Sunday, January 03, 2010

1830 Ottoman Jewish Rabbi Trecking the old Silk Road


The third illustration for "If a Family Heirloom could Tell All" is a fiction based on the Romanticism of the 19th century. There were rabbis that did just as the one in my story. I don't really know how the Widler family acquired the Aracapana statue. The statues head covering has round holes drilled over both ears. They might well have been made bay a pilgrim who sewed the statue to some part of their clothing to prevent it from being stolen by bandits.
In the illustration the turban wearing Ottoman Jewish Rabbi removed his boots and outer long robe to forge a river on the Silk Road.

1 comment:

Diane Widler Wenzel said...

The next step is to answer questions.
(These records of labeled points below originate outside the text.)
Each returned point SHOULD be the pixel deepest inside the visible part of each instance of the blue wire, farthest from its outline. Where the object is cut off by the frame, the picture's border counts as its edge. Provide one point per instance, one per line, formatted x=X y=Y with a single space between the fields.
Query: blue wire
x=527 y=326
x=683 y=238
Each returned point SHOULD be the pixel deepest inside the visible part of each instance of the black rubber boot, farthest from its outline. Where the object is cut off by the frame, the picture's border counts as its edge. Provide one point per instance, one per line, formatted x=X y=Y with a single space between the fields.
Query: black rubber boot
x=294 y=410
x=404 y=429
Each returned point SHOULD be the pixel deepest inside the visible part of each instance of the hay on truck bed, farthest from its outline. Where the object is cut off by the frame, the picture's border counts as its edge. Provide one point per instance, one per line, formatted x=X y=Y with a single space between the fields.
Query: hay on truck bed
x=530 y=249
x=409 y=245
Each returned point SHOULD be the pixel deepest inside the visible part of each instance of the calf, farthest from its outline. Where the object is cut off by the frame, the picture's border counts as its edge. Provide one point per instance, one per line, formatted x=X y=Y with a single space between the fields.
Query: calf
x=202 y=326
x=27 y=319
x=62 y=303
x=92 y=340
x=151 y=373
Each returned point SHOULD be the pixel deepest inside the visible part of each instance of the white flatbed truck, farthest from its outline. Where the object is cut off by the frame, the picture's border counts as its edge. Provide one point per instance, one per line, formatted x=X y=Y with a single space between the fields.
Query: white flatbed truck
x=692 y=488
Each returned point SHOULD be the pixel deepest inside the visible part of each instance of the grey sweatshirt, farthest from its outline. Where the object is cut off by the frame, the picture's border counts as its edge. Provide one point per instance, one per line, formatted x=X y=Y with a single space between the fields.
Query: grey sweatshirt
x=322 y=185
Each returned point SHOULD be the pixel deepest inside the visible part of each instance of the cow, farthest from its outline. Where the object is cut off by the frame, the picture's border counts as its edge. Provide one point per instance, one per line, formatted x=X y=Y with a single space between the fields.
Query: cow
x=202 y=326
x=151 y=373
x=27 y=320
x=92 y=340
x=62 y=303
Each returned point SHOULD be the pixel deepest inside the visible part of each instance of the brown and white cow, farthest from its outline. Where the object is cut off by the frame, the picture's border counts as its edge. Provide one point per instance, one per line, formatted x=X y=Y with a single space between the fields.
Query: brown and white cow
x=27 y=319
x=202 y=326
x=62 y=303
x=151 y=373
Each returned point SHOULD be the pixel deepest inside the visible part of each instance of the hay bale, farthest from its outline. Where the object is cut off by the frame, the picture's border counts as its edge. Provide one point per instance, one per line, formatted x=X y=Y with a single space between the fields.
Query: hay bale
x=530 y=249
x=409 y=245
Like: Was our Aracapana Statue really from Nepal? One expert said it could be Nepal another said it was 19th century Tibetan. I saw newly made ones like him for sale at the Potala gift and tea room in Lhasa. The size and details were very much alike only the ear ornaments did not have a circular disk with a cross in the center. Another question is what route did the rabbi take? Is it possible that he left Jerusalem and headed to Bombay. Walked inland to Delhi and went off the beaten Silk Road track towards Nepal then across the Zaskar Range past Western Tibet into the Taklamkan Desert. Then headed further west past the Caspian Sea, through Afganisan ending in Constantinople Turkey. Is is believeable that a single traveler could make such a journey alone?
I am going to put away the story for a few months. Looking up information as time allows. Then next summer invite my grandchildren to help me rewrite parts to make it better reading for junior high or young adults.